5 Replies Latest reply on Aug 9, 2017 1:09 PM by Paulo Dantas

    Need a clarification on the Extract size

    Baskar Subbian


      Hi All,

      One of our Tableau deployment we supposed to create large (Really large) extracts (2 Billion Records). Comes around 6GB + size because of the slow underlying database. Is Tableau is capable of handling such huge extracts, If so what could be the implications in the performance.

       

      We tried to create an extract but the process runs for more than 24 hours and not able to finish. So we terminate the process. If Tableau can handle such huge extracts what could be the sizing requirements of the hardware interms of (Disk (Do we really need a SSD in this case), Cores, RAM).

       

      Our current configuration I have mentioned below.

       

      8- Processors

      40 GB RAM

      We are not using any Flash drives, or SSD for our disk.

       

      Also looking for idea's from the experts the better way to create such huge extracts.

       

      Thanks,

      Baskar.

        • 1. Re: Need a clarification on the Extract size
          panjala Srinath

          Hi Baskar Subbian

           

          I have similar situation where the extract size was around 6 GB.Your hardware specification looks pretty good,

           

          Tableau can handle large volumes of data, however it is must to consider few things while building whole analysis.

           

          Instead of giving the pointers here , i will be attaching a PDF document that will help you in this.

           

          Regards

          Srinath

          1 of 1 people found this helpful
          • 2. Re: Need a clarification on the Extract size
            Baskar Subbian

            Hi Srinath,

            Thanks for your response. My problem is the extraction of my data. My Dashboards and reports works fine with the subset of data. I am not able to create the extract for my whole data so that to test the performance of my reports with whole data.

             

            I have 3 years of data in my DB. When I try to do a full refresh, CPU is spiking at my DB server and extract is not responding. And my DB server has same 8 Cores and 48 GB of RAM.

             

            Is there any way that I can incrementally extract quarter wise. I tried first to extract the first quarter data for one year, then when I tried the incremental refresh it's try to fetch the remaining whole data as one chunk. When I try to restrict through the range filter for the next quarter, it's consider it as a full refresh and extracting the two quarters again. In which the previous quarter (Q1) I have already extracted.

             

            Any suggestion will be a great help.

             

            Thanks,

            Baskar.

            • 3. Re: Need a clarification on the Extract size
              Dan Cory

              You can create a data source for each quarter's worth of data. Use "Append from Data Source" to add each quarter at a time.

               

              You didn't mention what the underlying database was. We may be able to help further if we know that.

               

              Dan

              • 4. Re: Need a clarification on the Extract size
                Ivan Monnier

                Hi Baskar,

                 

                I am currently using/generating larger extracts, ranging from 15 to 40 GB.

                 

                Of course, extract update/generation takes hours, but they are done at night or duing the week-end.

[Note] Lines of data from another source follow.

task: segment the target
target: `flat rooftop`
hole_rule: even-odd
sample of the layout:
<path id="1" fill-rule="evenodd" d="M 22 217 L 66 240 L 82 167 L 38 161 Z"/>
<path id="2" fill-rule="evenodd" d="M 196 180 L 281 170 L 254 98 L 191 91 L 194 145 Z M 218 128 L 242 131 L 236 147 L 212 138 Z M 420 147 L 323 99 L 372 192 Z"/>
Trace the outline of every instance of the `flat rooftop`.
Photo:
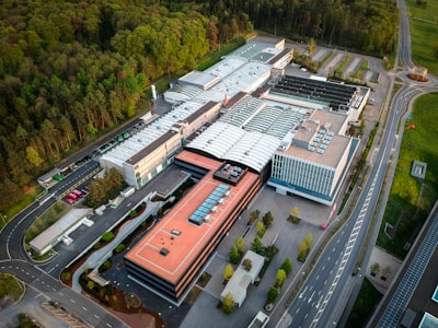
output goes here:
<path id="1" fill-rule="evenodd" d="M 143 269 L 176 283 L 184 272 L 216 235 L 230 211 L 240 203 L 247 190 L 257 180 L 256 174 L 247 172 L 234 187 L 230 186 L 231 195 L 218 204 L 218 211 L 210 213 L 209 222 L 196 225 L 188 218 L 208 198 L 220 184 L 212 178 L 214 173 L 222 162 L 183 151 L 178 159 L 195 165 L 206 167 L 209 173 L 161 220 L 155 227 L 142 238 L 126 258 Z M 165 250 L 164 250 L 165 249 Z"/>
<path id="2" fill-rule="evenodd" d="M 295 136 L 297 140 L 309 142 L 309 149 L 292 144 L 286 153 L 336 168 L 351 142 L 351 138 L 343 136 L 344 131 L 341 131 L 346 120 L 348 116 L 345 114 L 315 110 Z"/>
<path id="3" fill-rule="evenodd" d="M 54 239 L 58 238 L 66 231 L 68 231 L 74 223 L 82 220 L 92 209 L 71 209 L 61 219 L 56 221 L 53 225 L 47 227 L 44 232 L 31 241 L 31 245 L 37 249 L 43 249 Z"/>
<path id="4" fill-rule="evenodd" d="M 330 144 L 324 150 L 324 153 L 319 153 L 315 148 L 314 151 L 308 149 L 291 145 L 286 150 L 288 155 L 299 157 L 306 161 L 314 162 L 321 165 L 336 168 L 341 157 L 346 151 L 349 151 L 348 144 L 351 142 L 351 138 L 346 136 L 333 136 Z"/>

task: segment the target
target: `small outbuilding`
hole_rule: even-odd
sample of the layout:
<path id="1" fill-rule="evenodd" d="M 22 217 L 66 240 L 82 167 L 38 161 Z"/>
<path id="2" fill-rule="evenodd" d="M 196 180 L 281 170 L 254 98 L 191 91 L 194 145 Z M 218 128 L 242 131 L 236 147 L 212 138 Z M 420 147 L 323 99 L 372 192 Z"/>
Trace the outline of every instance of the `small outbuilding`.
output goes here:
<path id="1" fill-rule="evenodd" d="M 72 241 L 68 235 L 78 229 L 92 211 L 89 208 L 70 210 L 66 215 L 33 238 L 30 243 L 31 248 L 39 255 L 44 255 L 61 241 L 70 244 Z"/>
<path id="2" fill-rule="evenodd" d="M 251 261 L 251 269 L 246 270 L 243 262 L 245 260 Z M 228 281 L 226 288 L 220 294 L 220 298 L 223 300 L 228 294 L 231 294 L 234 304 L 238 307 L 241 307 L 243 301 L 246 298 L 246 289 L 250 283 L 254 283 L 258 277 L 258 273 L 262 271 L 263 265 L 265 263 L 265 258 L 252 250 L 246 251 L 243 260 L 239 265 L 234 274 Z"/>

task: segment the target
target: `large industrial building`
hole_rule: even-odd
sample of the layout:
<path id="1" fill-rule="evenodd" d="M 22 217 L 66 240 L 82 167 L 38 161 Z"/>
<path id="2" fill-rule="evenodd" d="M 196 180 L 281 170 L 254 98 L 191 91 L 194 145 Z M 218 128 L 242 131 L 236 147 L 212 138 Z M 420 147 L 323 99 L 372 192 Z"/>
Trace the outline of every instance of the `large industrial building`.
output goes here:
<path id="1" fill-rule="evenodd" d="M 206 175 L 147 236 L 125 256 L 131 279 L 176 305 L 261 187 L 260 176 L 183 151 L 177 156 Z"/>
<path id="2" fill-rule="evenodd" d="M 268 185 L 331 206 L 359 143 L 345 136 L 347 122 L 345 114 L 315 110 L 292 143 L 275 152 Z"/>
<path id="3" fill-rule="evenodd" d="M 289 77 L 281 46 L 251 42 L 186 74 L 164 94 L 173 110 L 101 159 L 137 188 L 171 162 L 198 181 L 125 256 L 130 278 L 174 304 L 264 181 L 331 204 L 357 149 L 347 125 L 369 90 Z"/>

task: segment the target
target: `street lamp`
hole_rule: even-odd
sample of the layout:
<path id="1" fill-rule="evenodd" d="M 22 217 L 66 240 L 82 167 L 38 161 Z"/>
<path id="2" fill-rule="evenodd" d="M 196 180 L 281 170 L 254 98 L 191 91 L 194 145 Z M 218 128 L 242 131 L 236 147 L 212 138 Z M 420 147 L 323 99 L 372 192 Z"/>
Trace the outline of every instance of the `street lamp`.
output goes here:
<path id="1" fill-rule="evenodd" d="M 7 225 L 7 223 L 4 222 L 4 219 L 8 219 L 7 215 L 4 215 L 2 213 L 0 213 L 0 215 L 1 215 L 1 221 L 3 221 L 3 225 Z"/>

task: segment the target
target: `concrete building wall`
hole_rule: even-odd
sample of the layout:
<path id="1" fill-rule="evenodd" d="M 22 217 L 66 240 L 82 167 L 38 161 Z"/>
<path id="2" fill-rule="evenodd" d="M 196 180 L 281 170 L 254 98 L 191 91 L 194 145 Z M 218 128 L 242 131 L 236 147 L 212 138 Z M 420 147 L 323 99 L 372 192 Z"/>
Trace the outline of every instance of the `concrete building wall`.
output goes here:
<path id="1" fill-rule="evenodd" d="M 165 166 L 168 156 L 181 149 L 181 134 L 175 133 L 165 143 L 146 154 L 142 160 L 135 164 L 124 163 L 125 180 L 136 188 L 146 185 L 153 176 Z"/>
<path id="2" fill-rule="evenodd" d="M 272 177 L 308 190 L 331 195 L 335 185 L 335 169 L 303 159 L 276 153 Z"/>

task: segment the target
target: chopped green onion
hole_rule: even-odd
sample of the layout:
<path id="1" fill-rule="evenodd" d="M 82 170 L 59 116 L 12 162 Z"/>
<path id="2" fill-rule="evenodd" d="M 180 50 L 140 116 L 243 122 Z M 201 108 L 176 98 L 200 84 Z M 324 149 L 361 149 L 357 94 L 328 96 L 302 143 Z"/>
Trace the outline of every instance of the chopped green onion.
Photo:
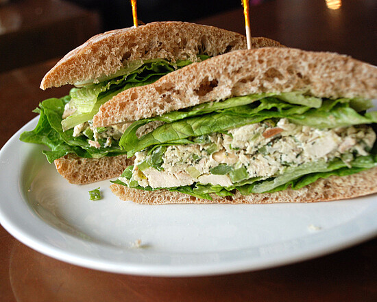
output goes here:
<path id="1" fill-rule="evenodd" d="M 89 198 L 90 200 L 99 200 L 101 198 L 99 188 L 97 187 L 97 189 L 89 191 Z"/>

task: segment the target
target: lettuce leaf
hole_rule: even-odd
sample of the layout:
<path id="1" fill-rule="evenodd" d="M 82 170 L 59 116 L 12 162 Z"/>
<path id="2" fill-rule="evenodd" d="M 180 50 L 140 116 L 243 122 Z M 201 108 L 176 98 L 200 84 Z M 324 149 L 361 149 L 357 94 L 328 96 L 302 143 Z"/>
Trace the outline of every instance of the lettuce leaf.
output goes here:
<path id="1" fill-rule="evenodd" d="M 202 56 L 199 59 L 203 60 L 208 58 L 207 56 Z M 91 120 L 100 106 L 119 93 L 131 87 L 152 83 L 161 76 L 191 63 L 189 60 L 173 63 L 162 59 L 149 60 L 141 63 L 136 62 L 116 75 L 106 78 L 106 82 L 98 84 L 80 83 L 86 86 L 80 89 L 73 88 L 69 95 L 60 99 L 51 98 L 42 102 L 39 108 L 34 111 L 40 115 L 37 126 L 33 130 L 22 133 L 20 139 L 49 147 L 50 150 L 42 151 L 49 163 L 69 153 L 86 158 L 124 154 L 125 152 L 114 141 L 114 146 L 111 147 L 99 149 L 90 147 L 85 136 L 73 137 L 72 128 Z M 64 106 L 69 102 L 77 111 L 73 115 L 62 119 Z"/>
<path id="2" fill-rule="evenodd" d="M 118 76 L 116 78 L 113 78 L 113 76 L 107 81 L 73 89 L 70 92 L 70 106 L 76 108 L 77 111 L 62 121 L 64 131 L 93 119 L 101 105 L 118 93 L 129 88 L 151 84 L 162 76 L 188 65 L 191 61 L 173 63 L 163 59 L 154 59 L 144 61 L 141 65 L 137 63 L 131 69 L 121 69 L 116 74 Z M 134 69 L 136 67 L 138 67 Z"/>
<path id="3" fill-rule="evenodd" d="M 63 131 L 61 125 L 62 114 L 69 97 L 61 99 L 45 100 L 39 105 L 37 112 L 40 116 L 36 128 L 21 134 L 20 140 L 48 146 L 51 151 L 43 151 L 49 163 L 52 163 L 69 153 L 80 157 L 99 158 L 123 153 L 119 146 L 97 149 L 90 147 L 84 136 L 73 137 L 72 129 Z"/>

                Our server is not far from yours I think (8 core, 64 GB RAM, 2.5 TB RAID HD, no SSD yet).

                We DO NOT generate extracts on ou desktops or laptops.

                We generate empty extracts with Tableau Desktop and update them on the server.

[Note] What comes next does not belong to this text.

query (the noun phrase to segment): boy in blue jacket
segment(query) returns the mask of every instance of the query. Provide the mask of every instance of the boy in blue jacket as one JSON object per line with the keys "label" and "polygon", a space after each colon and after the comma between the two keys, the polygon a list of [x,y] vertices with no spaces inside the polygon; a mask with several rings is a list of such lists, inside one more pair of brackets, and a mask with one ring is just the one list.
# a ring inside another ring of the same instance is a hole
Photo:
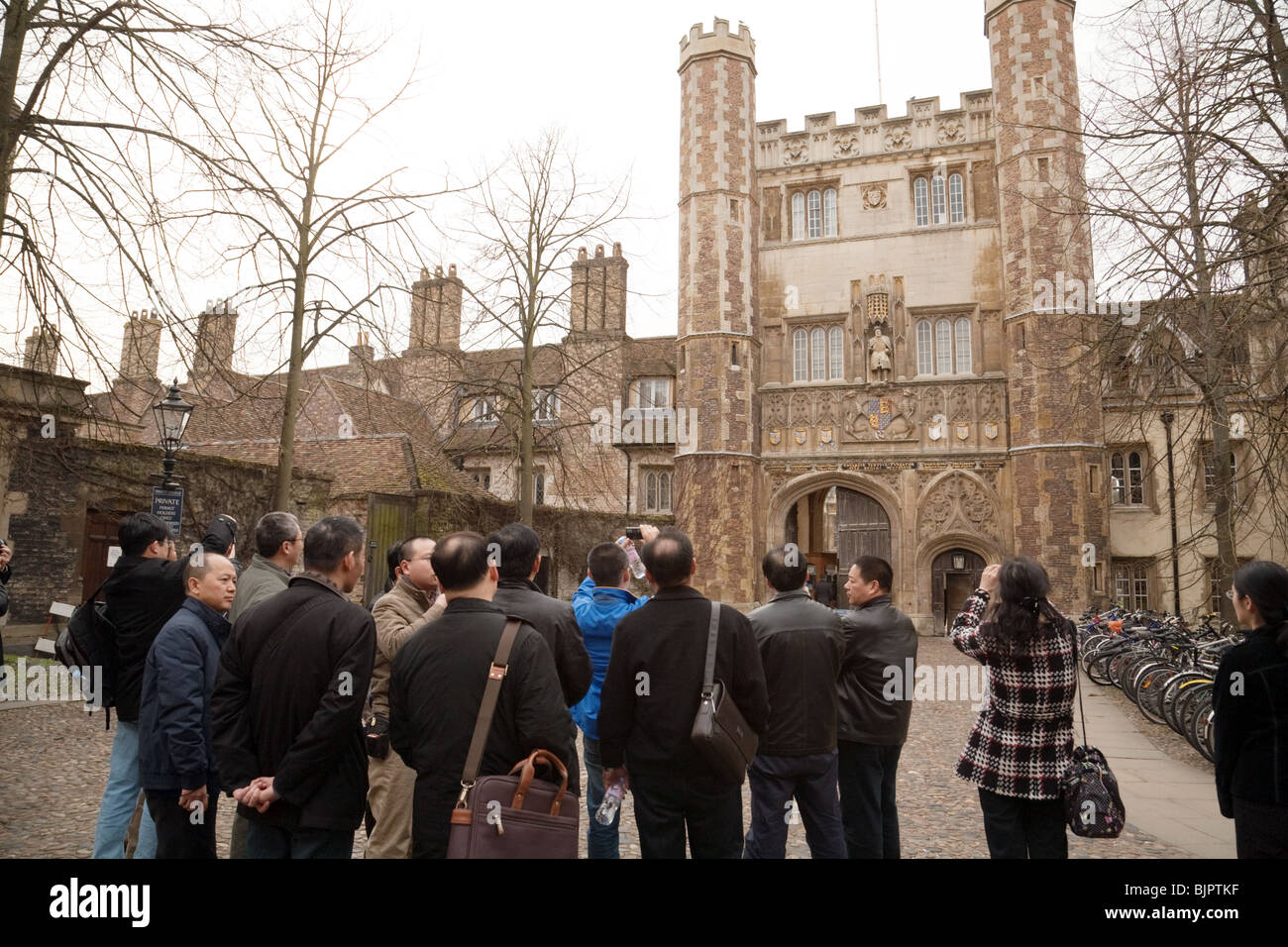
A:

                Easy Empty Local Extracts | Tableau Software

                 

                Here is what I have done to manage such extracts while waiting for another architecture (I am in a very large and NOT flxible company).

                 

                • Be sure that the temp files are located on the largest drive, I have saturated the system drive in the beginning (edit the environment variables)
                • Increase the backgrouder query limit, timeout and extract loss parameters (I have set a timeout of 10 hours, default is 2 hours), durations are in seconds :
                  • tabadmin set backgrounder.querylimit 36000
                  • tabadmin set backgrounder.timeout_length_in_seconds 36000
                  • tabadmin set extract.lost.holdoff 36300
                    • I have read that it is recommended to put 5 min more than the backgrounder.querylimit
                  • tabadmin configure

                 

                The speed at which your database is sending the data is very important. The timeout is for the whole process, getting the data and compressing in a columnar format. If it takes 6 hours to read your 2B rows, Tableau Server will only have 4 hours to compress them, which may no be enough.

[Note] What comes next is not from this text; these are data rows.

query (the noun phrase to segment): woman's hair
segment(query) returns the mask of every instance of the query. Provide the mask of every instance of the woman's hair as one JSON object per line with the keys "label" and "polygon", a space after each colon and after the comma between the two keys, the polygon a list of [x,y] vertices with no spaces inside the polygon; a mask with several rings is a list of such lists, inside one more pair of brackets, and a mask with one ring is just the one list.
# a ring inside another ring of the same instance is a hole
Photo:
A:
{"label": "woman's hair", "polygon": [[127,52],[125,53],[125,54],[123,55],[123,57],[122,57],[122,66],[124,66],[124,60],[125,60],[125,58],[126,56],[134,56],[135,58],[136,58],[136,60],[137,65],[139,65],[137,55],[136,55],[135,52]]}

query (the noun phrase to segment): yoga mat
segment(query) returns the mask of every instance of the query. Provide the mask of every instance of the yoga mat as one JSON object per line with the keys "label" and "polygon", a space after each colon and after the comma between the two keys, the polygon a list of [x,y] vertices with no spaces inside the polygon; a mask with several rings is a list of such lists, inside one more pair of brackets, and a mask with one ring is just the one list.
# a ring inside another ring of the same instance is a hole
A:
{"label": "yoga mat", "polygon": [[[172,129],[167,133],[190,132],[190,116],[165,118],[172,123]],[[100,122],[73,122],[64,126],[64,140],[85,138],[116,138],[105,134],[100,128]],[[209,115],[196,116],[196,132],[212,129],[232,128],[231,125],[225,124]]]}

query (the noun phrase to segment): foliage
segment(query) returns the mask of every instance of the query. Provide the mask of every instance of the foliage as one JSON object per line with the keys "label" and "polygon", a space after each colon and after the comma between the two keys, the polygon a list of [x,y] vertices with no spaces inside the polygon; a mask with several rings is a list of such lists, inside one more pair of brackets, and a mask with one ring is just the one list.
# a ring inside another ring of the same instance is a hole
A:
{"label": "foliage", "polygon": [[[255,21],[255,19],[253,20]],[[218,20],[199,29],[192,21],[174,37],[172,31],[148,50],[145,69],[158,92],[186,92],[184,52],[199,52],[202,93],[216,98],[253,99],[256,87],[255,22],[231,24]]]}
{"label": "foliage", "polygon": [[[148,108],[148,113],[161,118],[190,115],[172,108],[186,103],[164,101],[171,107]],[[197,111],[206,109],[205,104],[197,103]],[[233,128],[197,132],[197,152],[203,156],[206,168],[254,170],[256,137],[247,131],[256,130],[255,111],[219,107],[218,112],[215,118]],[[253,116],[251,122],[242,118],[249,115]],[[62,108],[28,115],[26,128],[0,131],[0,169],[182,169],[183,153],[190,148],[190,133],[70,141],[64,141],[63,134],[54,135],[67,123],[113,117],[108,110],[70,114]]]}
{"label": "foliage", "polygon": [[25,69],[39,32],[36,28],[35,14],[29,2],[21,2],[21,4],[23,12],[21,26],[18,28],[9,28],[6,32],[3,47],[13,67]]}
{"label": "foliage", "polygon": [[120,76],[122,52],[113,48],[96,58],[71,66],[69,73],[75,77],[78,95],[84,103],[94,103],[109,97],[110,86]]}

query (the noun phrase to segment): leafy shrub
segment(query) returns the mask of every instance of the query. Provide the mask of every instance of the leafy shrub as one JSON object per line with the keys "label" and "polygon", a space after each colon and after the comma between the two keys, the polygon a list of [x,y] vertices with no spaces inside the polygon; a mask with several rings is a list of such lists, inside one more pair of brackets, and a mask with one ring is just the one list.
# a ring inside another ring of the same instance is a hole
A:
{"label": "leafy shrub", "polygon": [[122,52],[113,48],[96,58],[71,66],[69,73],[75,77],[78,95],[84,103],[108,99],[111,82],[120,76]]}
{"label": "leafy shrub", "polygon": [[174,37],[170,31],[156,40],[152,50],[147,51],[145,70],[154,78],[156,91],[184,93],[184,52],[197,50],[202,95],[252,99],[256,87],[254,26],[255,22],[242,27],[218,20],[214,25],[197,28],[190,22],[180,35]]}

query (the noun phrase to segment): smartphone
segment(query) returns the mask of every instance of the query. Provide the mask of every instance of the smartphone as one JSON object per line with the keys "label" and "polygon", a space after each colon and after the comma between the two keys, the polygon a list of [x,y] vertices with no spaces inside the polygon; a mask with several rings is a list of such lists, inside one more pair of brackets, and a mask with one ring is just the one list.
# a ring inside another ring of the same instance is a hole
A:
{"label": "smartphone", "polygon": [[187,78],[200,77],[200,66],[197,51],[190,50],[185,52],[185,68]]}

                One think we did was to upgarde the network connection to 1 Gb/s between the database server and Tableau Server.

                 

                I have one question though, my problem was that extract updates failed because of timeout. You did not mention timeout. If I did not get your problem, I apologise.

                 

                I hope this will help.

                 

                Best regards

                 

                Ivan Monnier

                • 5. Re: Need a clarification on the Extract size
                  Paulo Dantas

                  Hi Baskar,

                   

                  your question was answered?

                   

                  If yes, choice one question like correct.

                   

                  Cheers.